/Analytics

Primary LanguageElixirMIT LicenseMIT

Analytics

History

At the beginning we were sending records to kinesis one by one. This led to some errors and lost of events.

Change

But Amazon Kinesis can also send events in batch which is more efficient.

Also Elixir has a GenStage which is appropriate in our case. Moreover if each analytic type handle the sending of there own batch this will avoid that the all application crash and restart in case of an error and increase the throughput.

Supervisor tree

D = Dynamic Supervisor GS = GenStage component

                                              +---------------------+
                                              |                     |
          +-----------------------------------+     Application     +----------------------------------------------+
          |                    +--------------+                     +------------------+                           |
          |                    |              +----------+----------+                  |                           |
          |                    |                         |                             |                           |
          |                    |                         |                             |                           |
          v                    v                         v                             v                           v
+---------+---------+  +-------+------+  +---------------+---------------+  +----------+------------+  +-----------+----------+
|                   |  |              |  |                               |  |                       |  |                      |
| ServerSupervisor  |  |   Registry   |  | ConsumerDynamicSupervisor(D)  |  | ProducerSupervisor(D) |  | RecordsSupervisor(D) |
|                   |  |              |  |                               |  |                       |  |                      |
+---------+---------+  +--------------+  +---------------+---------------+  +----------+------------+  +-----------+----------+
          |                                              |                             |                           |
          |                         +--------------------|-----------------------------|---------------------------|-----------------+
          v                         |                    v                             v                           v                 |
 +--------+-------+                 |        +-----------+------------+         +------+-------+              +----+---+             |
 |                |                 |        |                        |         |              |              |        |             |
 | DispatchServer |                 |        | ConsumerSupervisor(GS) |         | Producer(GS) |              | Record |             |
 |                |                 |        |                        |         |              |              |        |             |
 +----------------+                 |        +-----------+------------+         +--------------+              +--------+             |
                                    |                    |                                                                           |
                                    |                    |                                                                           |
                                    |                    v                                                                           |
                                    |              +-----+----+                                                                      |
                                    |              |          |                                                                      |
                                    |              | +--------+-+                                                                    |
                                    |              | |          |                                                                    |
                                    |              +-+ +--------+-+                                                                  |
                                    |                | |          |                                                                  |
                                    |                +-+ Consumer |                                                                  |
                                    |                  |          |                                                                  |
                                    |                  +----------+                                                  Per record type |
                                    |                                                                                                |
                                    +------------------------------------------------------------------------------------------------+

Flow

This is an exemple with a MyEvent analytic module

sequence diagram

When a module wants to record an event, it calls MyEvent.record(event). This function will first determine if it needs to start a GenServer. In the case is required to start one, MyEvent.record/1 will call the start_child of the RecordsSupervisor.

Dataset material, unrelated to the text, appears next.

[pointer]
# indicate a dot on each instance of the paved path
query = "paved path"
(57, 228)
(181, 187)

RecordsSupervisor is a dynamic supervisor meaning that it can start a GenServer and supervise it dynamically (for more information on DynamicSupervisor)

Because MyEvent use the Records module, the handling of starting the GenServer is transparent to you, but this is what is happening behind the scene.

On the initialisation of the GenServer it will:

  • Create an ETS table tunned for concurrent reading and writting to store the incomming event to be streamed.
  • Call ProducerSupervisor.start_child/1 with his own module name as parameter. As for the RecordsSupervisor ProduceSupervisor is also a DynamicSupervisor. It will start dynamically a Producer, which in turn will do those actions:
    • Get is own PID
    • Call ConsumerDynanicSupervisor.start_child/2 module with the record module name and the PID. As before, this is a DynamicSupervisor which will start a ConsumerSupervisor. The ConsumerSupervisor module is actually a ConsumerSupervisor fron GenStage which will subscribed to the PID received as argument and can handle a max_demand defined in configuration and start a process calling Consumer.start_link/2. The extra parameter passed to Consumer.start_link/2 is the record module name.
    • Start the internal timer to call himself every X seconds (defined in the configuration).
    • Create or get the current queue of the records calling record_module.create_or_get_link/0.
  • Add the event into the queue.

As for the timer of the Producer it will:

  • Call record_module.create_batches_and_flush/0 which will:
    • Get all the current events in the queue
    • Create chunks of the same size (defined in the configuration)
    • Flush the current queue
    • Returns those chunks
  • Add up the new chunks with the current internal batch queue.
  • If the number of batches is enough, it will dispatch them through the GenStage mechanism. Otherwise nothing else is done.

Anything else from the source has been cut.